One of the defining quotes included in the piece, which also included plenty of background information, was from veteran linebacker Eric Kendricks: "I don't think a fear-based organization is the way to go."

Kendricks had identified a culture shift he was hoping to see whenever a new coach was hired, and indeed the choices of Kevin O'Connell as coach and Kwesi Adofo-Mensah as General Manager ushered in the idea of "communicators" and "collaborators" addressed by owner Mark Wilf after Zimmer and Rick Spielman were fired.

Now, nearly eight months later and with O'Connell just days away from making his head coaching debut against the Vikings' biggest rival, the difference in styles between Zimmer and O'Connell is still a subject of discussion.

Longtime NFL writer Tyler Dunne took a deep dive recently into the Zimmer era on his independent Go Long site, with damning quotes from anonymous sources but also on-the-record thoughts from Zimmer allies like Terence Newman (who said some players "dreaded going to work").

The comparisons between Zimmer and O'Connell might continue throughout this entire season.

As discussed on Tuesday's Daily Delivery podcast with Patrick Reusse and at multiple other points this offseason, the Vikings largely kept their core of top players intact even after changing coaches and key decisionmakers.

That will create inevitable comparisons between what O'Connell is able to extract — via both Xs and Os and soft skills — from a lot of the same players that were on the field as seasons ended short of the playoffs in three of the last four seasons.

If the Vikings suddenly surge and become a double-digit victory team, O'Connell surely will get credit while more dirt is shoveled on Zimmer.
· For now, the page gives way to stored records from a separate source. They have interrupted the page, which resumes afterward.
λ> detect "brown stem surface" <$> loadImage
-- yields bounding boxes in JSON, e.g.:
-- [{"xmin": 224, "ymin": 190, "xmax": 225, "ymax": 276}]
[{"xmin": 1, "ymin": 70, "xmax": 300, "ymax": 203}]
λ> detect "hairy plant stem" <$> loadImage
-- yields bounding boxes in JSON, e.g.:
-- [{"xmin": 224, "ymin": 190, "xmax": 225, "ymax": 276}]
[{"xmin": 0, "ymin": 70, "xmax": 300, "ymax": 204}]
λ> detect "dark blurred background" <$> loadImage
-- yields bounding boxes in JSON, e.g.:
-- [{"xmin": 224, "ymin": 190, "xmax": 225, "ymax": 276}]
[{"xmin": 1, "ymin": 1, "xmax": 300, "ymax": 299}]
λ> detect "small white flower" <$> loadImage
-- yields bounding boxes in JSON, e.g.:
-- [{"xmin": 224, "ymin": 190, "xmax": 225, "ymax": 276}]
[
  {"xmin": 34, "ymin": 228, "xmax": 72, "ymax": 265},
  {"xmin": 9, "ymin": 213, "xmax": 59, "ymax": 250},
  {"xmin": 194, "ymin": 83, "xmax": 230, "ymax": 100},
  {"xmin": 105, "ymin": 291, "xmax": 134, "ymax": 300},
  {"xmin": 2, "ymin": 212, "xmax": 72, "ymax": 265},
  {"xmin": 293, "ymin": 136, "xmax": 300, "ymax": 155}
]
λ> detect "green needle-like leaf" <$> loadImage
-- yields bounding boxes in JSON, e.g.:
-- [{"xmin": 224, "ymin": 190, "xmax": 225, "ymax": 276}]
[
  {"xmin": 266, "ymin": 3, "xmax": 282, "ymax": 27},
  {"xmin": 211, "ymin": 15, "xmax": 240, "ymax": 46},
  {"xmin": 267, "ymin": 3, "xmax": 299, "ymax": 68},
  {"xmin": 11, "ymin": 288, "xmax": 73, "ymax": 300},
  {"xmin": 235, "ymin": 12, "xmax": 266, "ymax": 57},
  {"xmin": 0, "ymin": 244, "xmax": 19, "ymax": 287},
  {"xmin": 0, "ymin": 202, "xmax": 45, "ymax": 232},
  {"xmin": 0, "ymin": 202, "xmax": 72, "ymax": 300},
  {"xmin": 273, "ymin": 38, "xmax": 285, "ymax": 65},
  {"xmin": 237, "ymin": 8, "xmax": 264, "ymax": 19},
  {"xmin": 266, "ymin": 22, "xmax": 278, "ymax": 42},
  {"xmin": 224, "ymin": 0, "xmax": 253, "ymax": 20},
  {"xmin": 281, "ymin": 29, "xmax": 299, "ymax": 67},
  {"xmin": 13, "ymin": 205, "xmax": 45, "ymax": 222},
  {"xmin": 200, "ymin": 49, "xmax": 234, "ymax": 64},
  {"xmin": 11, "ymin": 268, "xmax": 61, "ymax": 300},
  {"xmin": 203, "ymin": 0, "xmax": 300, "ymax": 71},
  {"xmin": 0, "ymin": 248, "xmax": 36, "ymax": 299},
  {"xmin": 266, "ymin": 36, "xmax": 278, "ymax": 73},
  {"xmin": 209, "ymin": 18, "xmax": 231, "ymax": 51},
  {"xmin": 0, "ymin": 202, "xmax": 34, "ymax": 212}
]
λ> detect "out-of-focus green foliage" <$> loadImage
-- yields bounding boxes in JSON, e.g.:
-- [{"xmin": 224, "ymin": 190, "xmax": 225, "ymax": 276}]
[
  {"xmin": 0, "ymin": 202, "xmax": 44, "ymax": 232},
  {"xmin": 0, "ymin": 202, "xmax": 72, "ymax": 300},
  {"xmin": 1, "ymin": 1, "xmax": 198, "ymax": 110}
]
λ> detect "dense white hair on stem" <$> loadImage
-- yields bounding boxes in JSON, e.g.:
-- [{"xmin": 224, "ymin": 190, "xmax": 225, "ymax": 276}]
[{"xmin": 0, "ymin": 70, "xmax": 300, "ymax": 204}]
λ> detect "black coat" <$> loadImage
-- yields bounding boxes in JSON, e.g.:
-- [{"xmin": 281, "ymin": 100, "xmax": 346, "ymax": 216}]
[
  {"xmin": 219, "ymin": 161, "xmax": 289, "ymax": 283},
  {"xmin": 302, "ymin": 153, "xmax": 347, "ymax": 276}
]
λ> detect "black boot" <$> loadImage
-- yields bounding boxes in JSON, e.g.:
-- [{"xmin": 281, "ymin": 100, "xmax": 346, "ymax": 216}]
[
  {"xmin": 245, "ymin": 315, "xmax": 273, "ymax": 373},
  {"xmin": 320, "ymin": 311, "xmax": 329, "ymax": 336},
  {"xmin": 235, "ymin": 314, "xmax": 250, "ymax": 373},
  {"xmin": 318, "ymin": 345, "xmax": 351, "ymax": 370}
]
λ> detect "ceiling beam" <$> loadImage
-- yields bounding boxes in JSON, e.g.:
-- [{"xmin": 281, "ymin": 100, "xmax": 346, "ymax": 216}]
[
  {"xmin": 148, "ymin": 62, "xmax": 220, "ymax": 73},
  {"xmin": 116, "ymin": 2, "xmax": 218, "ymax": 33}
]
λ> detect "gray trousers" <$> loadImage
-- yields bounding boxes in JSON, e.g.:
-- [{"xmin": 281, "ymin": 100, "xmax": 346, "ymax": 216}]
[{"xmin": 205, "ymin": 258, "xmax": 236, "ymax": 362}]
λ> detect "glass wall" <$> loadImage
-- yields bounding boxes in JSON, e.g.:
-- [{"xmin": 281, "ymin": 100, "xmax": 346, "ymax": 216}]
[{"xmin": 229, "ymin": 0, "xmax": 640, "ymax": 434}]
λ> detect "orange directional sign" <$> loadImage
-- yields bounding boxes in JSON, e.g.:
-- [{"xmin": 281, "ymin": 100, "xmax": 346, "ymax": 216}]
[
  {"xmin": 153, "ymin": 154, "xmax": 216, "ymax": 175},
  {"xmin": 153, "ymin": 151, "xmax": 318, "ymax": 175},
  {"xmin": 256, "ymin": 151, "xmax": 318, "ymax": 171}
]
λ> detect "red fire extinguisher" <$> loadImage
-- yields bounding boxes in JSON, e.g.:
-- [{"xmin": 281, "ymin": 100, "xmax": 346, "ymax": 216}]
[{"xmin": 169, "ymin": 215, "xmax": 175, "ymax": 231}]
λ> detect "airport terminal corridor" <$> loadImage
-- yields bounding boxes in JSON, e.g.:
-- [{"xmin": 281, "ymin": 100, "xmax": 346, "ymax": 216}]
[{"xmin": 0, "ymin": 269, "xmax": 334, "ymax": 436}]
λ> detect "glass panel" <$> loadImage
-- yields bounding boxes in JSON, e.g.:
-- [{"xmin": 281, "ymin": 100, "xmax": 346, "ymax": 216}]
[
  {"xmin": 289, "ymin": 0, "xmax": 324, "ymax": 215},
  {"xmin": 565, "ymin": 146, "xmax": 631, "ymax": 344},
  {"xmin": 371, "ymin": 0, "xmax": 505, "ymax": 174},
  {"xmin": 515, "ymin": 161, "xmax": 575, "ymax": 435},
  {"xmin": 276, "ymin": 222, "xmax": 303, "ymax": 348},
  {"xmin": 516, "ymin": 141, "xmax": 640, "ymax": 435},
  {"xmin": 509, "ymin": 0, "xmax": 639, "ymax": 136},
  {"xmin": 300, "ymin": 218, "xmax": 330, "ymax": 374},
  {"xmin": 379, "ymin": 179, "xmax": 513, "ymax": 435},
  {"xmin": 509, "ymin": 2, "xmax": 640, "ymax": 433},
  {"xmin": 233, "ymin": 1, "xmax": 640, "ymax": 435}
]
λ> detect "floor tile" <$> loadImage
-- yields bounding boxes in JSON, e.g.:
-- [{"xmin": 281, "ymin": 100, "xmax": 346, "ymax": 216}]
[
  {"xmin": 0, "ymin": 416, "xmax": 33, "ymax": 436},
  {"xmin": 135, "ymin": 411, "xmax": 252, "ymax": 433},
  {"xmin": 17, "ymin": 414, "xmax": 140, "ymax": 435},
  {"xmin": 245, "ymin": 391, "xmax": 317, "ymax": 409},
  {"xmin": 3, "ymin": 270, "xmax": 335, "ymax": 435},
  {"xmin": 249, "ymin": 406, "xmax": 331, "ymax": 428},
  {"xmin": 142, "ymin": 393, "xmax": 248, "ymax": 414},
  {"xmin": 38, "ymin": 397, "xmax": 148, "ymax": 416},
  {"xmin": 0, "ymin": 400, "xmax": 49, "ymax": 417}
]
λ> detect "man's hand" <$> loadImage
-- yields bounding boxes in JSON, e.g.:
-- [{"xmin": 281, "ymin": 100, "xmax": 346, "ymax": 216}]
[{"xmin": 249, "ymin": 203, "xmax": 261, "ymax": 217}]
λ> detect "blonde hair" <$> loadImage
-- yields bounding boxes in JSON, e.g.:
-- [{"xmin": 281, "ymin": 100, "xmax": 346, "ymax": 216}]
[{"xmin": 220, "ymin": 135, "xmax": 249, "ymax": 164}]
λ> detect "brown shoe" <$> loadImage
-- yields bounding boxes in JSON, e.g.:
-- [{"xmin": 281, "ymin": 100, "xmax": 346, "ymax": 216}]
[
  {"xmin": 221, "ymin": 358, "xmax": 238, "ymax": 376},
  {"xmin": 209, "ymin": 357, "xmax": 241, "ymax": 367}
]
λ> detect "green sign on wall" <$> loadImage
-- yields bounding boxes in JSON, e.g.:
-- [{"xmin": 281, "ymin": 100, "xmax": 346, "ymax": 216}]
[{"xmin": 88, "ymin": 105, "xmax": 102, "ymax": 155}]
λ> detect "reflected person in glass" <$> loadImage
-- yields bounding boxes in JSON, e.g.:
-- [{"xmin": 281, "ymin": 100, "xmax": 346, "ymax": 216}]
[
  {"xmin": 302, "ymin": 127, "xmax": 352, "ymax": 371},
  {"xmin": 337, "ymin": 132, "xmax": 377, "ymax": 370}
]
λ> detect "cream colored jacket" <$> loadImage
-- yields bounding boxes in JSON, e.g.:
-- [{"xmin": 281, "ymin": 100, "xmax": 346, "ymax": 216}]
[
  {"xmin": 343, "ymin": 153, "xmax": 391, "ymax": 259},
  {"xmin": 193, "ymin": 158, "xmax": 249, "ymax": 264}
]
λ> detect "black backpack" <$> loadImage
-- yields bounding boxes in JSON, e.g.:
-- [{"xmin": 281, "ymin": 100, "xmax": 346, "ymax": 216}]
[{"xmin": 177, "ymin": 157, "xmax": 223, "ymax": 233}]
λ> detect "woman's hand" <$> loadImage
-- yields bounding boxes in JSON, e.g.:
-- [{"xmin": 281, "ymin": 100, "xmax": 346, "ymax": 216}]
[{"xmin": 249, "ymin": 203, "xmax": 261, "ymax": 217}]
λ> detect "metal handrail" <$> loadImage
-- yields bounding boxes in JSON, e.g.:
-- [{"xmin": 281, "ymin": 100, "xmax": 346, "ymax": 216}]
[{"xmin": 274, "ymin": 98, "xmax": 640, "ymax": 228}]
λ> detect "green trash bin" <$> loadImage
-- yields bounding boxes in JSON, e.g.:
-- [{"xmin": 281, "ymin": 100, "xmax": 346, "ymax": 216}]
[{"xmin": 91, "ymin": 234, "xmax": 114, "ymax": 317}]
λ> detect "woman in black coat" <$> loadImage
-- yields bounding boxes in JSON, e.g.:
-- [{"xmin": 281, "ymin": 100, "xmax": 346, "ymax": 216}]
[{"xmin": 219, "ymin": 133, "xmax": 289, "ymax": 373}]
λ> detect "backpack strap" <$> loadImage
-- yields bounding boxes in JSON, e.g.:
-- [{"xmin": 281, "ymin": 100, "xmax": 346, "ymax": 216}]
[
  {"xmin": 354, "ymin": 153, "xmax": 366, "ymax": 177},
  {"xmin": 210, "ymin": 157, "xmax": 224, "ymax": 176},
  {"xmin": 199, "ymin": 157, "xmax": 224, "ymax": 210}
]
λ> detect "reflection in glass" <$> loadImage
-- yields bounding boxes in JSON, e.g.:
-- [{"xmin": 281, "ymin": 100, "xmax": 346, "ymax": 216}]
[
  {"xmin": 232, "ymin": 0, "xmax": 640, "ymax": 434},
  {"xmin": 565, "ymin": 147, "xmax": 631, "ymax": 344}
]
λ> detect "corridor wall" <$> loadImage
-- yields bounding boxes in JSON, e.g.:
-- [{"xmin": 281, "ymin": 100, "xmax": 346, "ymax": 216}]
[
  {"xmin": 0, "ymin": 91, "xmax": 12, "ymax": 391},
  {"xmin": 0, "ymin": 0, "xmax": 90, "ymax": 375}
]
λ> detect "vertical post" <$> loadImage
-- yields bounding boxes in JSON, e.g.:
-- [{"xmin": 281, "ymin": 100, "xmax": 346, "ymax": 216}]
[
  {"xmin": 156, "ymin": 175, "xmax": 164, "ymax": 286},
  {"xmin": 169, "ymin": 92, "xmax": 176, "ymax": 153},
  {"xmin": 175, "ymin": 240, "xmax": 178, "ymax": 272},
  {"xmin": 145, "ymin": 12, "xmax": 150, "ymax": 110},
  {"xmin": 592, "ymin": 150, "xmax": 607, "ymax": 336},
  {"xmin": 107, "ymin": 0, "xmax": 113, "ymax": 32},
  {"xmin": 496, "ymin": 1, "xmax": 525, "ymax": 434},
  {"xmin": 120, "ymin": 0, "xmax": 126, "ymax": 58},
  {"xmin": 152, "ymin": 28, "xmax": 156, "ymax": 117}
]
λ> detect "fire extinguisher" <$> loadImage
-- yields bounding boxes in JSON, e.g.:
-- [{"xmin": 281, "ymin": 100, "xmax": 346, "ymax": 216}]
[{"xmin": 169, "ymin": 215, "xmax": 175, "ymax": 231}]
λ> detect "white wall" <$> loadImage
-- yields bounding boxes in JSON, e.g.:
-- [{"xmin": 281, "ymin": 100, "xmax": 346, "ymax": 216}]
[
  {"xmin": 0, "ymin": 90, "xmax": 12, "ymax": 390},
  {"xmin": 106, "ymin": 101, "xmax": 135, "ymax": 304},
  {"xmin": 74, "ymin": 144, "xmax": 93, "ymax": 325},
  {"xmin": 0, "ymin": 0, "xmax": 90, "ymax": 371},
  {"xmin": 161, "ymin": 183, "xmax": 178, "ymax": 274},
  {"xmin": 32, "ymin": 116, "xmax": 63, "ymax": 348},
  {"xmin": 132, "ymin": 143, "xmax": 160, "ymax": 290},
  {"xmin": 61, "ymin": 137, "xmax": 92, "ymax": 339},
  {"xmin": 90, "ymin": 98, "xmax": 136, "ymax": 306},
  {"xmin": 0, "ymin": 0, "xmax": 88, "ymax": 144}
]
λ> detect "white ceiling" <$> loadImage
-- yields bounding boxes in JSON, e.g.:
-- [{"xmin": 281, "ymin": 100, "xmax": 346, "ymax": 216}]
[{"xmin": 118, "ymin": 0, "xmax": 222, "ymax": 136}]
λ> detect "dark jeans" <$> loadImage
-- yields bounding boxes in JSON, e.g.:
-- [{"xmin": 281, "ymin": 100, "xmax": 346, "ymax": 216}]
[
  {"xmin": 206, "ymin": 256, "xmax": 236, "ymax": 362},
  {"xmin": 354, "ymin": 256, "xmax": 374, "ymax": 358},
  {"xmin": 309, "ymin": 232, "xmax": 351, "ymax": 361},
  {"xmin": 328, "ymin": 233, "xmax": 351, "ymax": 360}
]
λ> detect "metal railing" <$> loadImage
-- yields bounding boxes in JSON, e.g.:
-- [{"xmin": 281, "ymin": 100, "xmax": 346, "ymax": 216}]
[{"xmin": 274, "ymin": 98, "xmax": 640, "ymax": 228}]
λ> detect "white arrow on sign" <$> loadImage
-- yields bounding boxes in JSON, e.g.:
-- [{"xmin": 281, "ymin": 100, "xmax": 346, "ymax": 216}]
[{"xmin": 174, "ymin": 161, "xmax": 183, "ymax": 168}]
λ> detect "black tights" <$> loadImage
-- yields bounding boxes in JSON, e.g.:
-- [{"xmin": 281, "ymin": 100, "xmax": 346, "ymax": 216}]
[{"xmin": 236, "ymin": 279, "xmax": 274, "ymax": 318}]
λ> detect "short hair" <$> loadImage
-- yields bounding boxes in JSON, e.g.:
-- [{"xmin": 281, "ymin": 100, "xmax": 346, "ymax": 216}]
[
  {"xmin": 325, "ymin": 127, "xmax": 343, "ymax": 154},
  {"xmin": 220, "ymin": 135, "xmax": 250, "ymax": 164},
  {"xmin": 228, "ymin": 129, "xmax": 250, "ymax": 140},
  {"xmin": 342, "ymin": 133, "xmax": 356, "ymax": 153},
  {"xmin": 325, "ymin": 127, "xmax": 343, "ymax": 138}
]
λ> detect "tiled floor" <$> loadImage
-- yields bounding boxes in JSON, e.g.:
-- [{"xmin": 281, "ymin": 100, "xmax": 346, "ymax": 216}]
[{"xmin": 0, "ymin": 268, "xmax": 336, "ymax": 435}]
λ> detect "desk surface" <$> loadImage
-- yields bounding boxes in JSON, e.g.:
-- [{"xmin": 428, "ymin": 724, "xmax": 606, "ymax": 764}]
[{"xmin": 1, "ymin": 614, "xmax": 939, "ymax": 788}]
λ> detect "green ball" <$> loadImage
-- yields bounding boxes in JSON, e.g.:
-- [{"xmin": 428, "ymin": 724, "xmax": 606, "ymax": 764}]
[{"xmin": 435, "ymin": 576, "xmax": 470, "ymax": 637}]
If the Vikings are worse than they were the last four seasons (and particularly the last two), Zimmer will be redeemed in retrospect (at least to a degree) while we are left to wonder about the current regime.

These sorts of comparisons are come after a change to long-standing norms. They might be entirely fair or nuanced, but they are inevitable.

I'm looking forward to the first "Zimmer would have run the ball there" tweet on Sunday, but I'm also looking forward to putting it all in the past someday.